Schnack then explained his cross-examination of Johnson, saying “he didn’t recommend it.”
“What I tell virtually every defendant is if you testify, you have to tell the truth,” he said. “Second, you’re exposing yourself to cross examination by two experienced state’s attorneys. When you’re on the witness stand, you’re in a somewhat helpless position. The cross-examiner in this case, Mr. Jones, can do pretty much what they want as long as it’s within the bounds of the rules of evidence. That is not a smart thing, in my opinion, for him to do. It’s something that’s done out of desperation than for any other reason.
“I’m hopeful Mr. Johnson now realizes that was a mistake on his part.”
Brenner then addressed Johnson’s issues related to his body. Johnson said he had four surgeries and had lost more than 100 pounds over a short period of time. He said he suffers from non-alcoholic cirrhosis of the liver, which causes his legs and feet to swell, making it difficult for him to drive. He also said he would never let anybody touch his feet — which the young girls claimed they did — because of the pain.
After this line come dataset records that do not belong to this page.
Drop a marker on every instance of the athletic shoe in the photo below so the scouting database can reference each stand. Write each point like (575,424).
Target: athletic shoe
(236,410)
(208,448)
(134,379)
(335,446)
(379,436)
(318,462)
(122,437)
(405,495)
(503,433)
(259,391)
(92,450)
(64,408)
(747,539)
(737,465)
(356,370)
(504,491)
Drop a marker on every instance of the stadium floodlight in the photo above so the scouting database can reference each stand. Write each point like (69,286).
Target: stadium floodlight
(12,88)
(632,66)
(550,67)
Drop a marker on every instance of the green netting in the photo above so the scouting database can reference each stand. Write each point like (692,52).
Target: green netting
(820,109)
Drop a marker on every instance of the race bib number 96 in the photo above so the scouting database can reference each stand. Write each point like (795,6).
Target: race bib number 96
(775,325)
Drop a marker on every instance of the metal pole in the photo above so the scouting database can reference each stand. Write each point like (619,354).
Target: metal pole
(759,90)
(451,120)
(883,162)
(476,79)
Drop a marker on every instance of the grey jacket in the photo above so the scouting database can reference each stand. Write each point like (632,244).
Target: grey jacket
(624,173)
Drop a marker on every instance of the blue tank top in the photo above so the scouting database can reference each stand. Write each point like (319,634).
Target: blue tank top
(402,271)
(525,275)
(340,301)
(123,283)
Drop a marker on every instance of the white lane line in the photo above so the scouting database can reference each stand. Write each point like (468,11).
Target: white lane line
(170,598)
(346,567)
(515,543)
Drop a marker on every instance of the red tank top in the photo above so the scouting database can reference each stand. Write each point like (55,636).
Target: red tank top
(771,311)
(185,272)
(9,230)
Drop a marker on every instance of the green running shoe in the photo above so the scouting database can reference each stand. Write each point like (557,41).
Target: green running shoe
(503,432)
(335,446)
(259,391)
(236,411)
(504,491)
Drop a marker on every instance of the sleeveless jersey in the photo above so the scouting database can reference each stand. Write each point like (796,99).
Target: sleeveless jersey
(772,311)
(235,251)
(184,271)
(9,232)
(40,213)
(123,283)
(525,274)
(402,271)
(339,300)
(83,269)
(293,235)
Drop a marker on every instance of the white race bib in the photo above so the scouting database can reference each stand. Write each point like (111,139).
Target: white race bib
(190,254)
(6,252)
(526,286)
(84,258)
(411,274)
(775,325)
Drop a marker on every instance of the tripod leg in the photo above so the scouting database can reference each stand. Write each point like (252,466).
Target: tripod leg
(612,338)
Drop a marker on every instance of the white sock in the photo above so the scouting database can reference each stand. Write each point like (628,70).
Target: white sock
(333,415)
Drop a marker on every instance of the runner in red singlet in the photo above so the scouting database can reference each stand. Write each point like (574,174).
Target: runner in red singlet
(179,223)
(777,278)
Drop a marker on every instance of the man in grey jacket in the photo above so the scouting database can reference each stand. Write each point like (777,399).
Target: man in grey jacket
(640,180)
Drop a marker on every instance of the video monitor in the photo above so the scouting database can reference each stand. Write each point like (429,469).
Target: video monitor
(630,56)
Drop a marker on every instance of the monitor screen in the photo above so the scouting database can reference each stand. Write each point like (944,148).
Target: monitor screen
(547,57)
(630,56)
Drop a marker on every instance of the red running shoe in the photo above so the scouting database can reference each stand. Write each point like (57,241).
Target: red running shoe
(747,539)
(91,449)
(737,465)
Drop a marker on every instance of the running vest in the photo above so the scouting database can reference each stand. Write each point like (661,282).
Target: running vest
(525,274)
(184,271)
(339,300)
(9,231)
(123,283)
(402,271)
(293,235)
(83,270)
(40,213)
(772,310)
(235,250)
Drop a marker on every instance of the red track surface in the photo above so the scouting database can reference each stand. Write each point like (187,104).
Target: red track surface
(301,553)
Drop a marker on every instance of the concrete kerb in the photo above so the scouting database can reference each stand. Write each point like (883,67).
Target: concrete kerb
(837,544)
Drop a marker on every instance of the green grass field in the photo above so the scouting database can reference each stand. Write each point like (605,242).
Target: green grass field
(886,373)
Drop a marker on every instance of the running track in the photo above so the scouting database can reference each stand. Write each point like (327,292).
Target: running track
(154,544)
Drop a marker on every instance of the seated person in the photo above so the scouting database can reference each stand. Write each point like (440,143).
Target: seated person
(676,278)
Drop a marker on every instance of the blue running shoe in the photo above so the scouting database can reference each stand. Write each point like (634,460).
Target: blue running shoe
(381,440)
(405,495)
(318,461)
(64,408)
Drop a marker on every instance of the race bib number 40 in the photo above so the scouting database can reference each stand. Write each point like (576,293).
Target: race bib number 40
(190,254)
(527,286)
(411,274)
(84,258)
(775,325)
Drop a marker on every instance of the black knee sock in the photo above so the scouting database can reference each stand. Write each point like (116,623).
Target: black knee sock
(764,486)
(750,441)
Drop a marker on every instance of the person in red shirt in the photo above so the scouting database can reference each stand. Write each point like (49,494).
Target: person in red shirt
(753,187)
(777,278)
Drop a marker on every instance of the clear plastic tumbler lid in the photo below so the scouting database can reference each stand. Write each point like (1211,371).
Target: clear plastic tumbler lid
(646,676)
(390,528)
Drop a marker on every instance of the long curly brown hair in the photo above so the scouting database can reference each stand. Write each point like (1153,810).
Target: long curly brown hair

Schnack said Johnson asked him at one time to present photos of his body in a swimsuit to the jury. He said he considered it, adding it was “certainly bizarre.”
“Then one Monday before trial, my administrative assistant came in and turned on her computer screen,” Schnack said. “She said words to this effect: ‘Oh, my God, it’s Monday morning, and I’m looking at naked pictures of Leonard Johnson’s junk.’ Whenever I get something like that from the state, I get a disclaimer that there’s offensive material, things of that nature. There was no warning on it at all.”
He said Johnson wanted him to ask the girls if there was “something unusual about his junk, about his penis and about his private area.”
“I can’t imagine that Mr. Jones or Miss (Laura) Keck would allow me to ask that question, even though it’s stupid to ask,” Schnack said. “Second, in my opinion, what would a 9- or 10-year-old girl have to compare that to? My guess is nothing. All I would have done was further traumatize these girls, further alienate these girls and further alienate Mr. Jones, if that was possible. … That was not a road to go down at all.”
Schnack also told Brenner he used several materials from a box delivered to him by attorney Fred Cruse as part of his defense. He also told Brenner he considered Johnson’s request for a substitution of judge.
“In a jury trial, (the judge is) more of a referee than a decider of fact,” he said. “I told Mr. Johnson that, in my experience, you were a good judge of all sides, and I didn’t see any reason to substitute you out. The other problem with the substitution challenge is you never know who you’re going to get. You could do a whole lot worse.”
Brenner eventually ruled that none of Johnson’s concerns led him to believe that a full Krankel hearing was necessary. He asked Johnson if he wanted a new attorney for the sentencing hearing.
“I would like a different counsel. I cannot argue this myself,” Johnson replied.
Brenner then explained a new attorney would be at a disadvantage at this stage of the court proceedings.
“I am willing to keep Mr. Schnack if he will talk to me, which he rarely did,” Johnson said.